With the problem being that “any influence of language on thought is difficult to prove or disprove empirically” (Deutscher, G. 2011: 20-22). I think we can only sit on the fence in this debate. The position of linguistic relativism seems a fair one to take as I believe language does influence thought to some extent, not completely. Since there’s no way to prove or disprove my position, it frustrates me to not be able to sufficiently argue it without holes being picked in backing theories, but I guess it’s better than having an extremist neo-Whorfian determinist view.

OLIVER TAYLOR, English Language undergraduate, University of Chester, UK


Everett, D. (2012). Language: The Cultural Tool. London: Profile Books.

Deutscher, G. (2011). Through the language lens: Why the world looks different in other languages. London: Arrow Books.

McWhorther, J. H. (2014). The Language Hoax: Why the World Looks the Same in Any Language. Oxford: Oxford University Press.

Napoli, D. J., & Lee-Schoenfeld, V. (2010). Language Matters. Oxford: Oxford University Press.



2 thoughts on “‘Can we count on language influencing the way we think?’ asks OLIVER TAYLOR

  1. Ella says:

    The argument between language and thought is a fickle one. Does language influence thought? Do they co-exist? Both valid questions, however with the evidence put forward I am more inclined to have a relative view or even go as far to say there is little connection whatsoever. The study on the Pirahã tribe and its lack of numbered words is something I would criticize. The fact there is a deficit in numbered words would surely support the idea that language and thought can co-exist, as there is no language to influence thought. The concept of number exists without the tribe needing to express it through specific lexis, and this is supported by Napoli and Lee-Schoenfields (2010) study.

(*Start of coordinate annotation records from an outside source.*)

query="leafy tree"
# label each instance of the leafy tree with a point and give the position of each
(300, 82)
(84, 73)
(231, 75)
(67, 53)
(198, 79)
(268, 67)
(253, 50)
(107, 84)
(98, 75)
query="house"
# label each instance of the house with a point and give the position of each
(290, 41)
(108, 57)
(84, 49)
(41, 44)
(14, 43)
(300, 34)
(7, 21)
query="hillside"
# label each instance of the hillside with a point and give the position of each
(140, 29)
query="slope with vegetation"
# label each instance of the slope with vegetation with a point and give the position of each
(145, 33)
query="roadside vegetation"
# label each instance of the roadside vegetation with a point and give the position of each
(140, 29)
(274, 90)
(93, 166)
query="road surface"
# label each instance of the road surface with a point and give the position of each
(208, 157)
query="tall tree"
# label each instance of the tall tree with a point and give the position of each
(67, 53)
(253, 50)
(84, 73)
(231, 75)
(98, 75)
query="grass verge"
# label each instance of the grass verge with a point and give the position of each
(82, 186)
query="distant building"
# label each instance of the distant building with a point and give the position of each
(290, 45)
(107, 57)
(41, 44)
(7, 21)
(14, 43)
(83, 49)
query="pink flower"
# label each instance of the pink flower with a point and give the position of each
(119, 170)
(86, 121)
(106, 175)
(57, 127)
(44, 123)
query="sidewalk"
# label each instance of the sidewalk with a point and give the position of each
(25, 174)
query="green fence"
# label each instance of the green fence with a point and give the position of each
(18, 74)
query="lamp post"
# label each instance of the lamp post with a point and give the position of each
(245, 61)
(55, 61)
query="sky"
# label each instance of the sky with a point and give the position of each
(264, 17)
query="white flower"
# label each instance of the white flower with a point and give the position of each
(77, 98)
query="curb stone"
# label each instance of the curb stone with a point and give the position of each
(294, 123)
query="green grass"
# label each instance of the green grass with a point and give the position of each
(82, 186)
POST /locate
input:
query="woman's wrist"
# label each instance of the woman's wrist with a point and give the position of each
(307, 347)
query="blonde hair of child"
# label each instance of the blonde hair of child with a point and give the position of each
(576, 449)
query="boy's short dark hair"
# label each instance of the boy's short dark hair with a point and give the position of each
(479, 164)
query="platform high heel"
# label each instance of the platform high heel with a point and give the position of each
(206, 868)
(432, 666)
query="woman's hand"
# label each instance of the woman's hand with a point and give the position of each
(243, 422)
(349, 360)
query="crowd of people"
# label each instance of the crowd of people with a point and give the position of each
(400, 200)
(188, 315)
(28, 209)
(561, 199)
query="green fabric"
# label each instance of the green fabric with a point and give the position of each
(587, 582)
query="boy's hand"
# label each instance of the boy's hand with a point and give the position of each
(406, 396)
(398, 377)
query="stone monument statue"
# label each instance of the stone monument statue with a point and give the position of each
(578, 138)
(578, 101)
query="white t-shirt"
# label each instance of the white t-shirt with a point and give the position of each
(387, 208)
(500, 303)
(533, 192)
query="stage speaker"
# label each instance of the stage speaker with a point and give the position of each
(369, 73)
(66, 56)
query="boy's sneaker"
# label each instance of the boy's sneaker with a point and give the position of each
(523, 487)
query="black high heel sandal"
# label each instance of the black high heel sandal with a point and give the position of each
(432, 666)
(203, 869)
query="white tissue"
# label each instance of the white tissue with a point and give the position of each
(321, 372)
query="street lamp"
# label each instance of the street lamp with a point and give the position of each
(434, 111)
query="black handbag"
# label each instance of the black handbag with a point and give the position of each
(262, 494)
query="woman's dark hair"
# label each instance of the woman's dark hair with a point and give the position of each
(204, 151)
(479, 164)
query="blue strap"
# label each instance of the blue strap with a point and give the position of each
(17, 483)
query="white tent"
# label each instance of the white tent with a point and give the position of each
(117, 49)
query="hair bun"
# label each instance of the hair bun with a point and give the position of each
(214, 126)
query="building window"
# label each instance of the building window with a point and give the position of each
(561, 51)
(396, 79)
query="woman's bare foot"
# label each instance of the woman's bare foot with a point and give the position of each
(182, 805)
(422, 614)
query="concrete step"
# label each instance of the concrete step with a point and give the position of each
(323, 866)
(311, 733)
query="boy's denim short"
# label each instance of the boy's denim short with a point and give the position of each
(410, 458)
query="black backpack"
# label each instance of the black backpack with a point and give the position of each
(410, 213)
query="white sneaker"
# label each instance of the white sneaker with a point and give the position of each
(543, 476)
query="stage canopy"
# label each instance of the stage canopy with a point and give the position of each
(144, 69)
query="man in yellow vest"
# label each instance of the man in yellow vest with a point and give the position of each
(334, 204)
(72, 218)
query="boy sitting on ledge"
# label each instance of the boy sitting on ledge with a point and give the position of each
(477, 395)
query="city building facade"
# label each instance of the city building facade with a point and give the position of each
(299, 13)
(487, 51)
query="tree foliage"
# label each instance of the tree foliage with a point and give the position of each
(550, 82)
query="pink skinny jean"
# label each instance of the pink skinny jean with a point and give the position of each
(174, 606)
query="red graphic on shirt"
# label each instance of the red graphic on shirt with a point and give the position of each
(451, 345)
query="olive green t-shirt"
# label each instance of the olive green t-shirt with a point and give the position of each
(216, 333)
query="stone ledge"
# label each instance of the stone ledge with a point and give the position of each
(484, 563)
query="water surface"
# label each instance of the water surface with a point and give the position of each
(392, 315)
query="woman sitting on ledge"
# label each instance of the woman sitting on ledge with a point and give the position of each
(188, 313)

    I agree, due to the relevant evidence, that it is difficult to decide a concrete opinion on this issue, however, due to other existing evidence, such as the vast vocabulary Inuit’s have for snow, Whorf’s argument for linguistic relativism seems reasonable. They can think more intelligently about their natural environment due to the language present, although Pullum does highlight that English speakers do have many snow related words and phrases, so does this in turn equate to Inuit’s intelligence on snow?
    Either way, the language and thought relationship will always spark a debate due to the difficulty proving either argument true.

  2. Emily Silvester says:

    Hi Oliver, I found the Pirahã tribe to be a fascinating base argument regarding Sapir-Whorf’s hypothesis that thought requires language and a connection between the two can be made.

    The reference to linguistic dimension is interesting as it is often known as the prison house view of language’ (Mooney. A, 2011) which states that the limits found within language further limit the world around us. However as you’ve evidenced with Mcworter’s (2014) example’ hunter-gathers don’t need to count’ as their hunt may never reach a number such as 200 which would suggest the environment impacting on thought in a way that is deemed necessary for the individual or culture. If such a concept was regarded, then new ideas and meanings would be created to represent such which is why linguistic dimension is not a widely held view.

    I have frequently come into contact with the shocking fact that the Pirahã tribe cannot tell you how many children they have, which is used to support the link between language and thought. However, they could describe their children, recognise them by face and distinguish if one where to go missing, so I argue, do we need language to have a concept and is there any influence between thought and behaviour at all?

    I really enjoyed the sign language segment as it both giveth and taketh away. You seem biased in your approached labelling the evidence as ‘farfetched’. However, I would argue whether it matters if the knowledge of a deaf child’s thought linguistic input is known. The correct meaning was obtained through the child’s tantrum and therefore language was not necessary to act in their environment to derive meaning.

    Could it be argued that we naturally think based on the world and our surroundings and respond accordingly?

    McWhorther, J. H. (2014). The Language Hoax: Why the World Looks the Same in Any Language. Oxford: Oxford University Press.
    Mooney, A et al. (Eds) (2011) The language society & power reader. London and New York: Rutledge.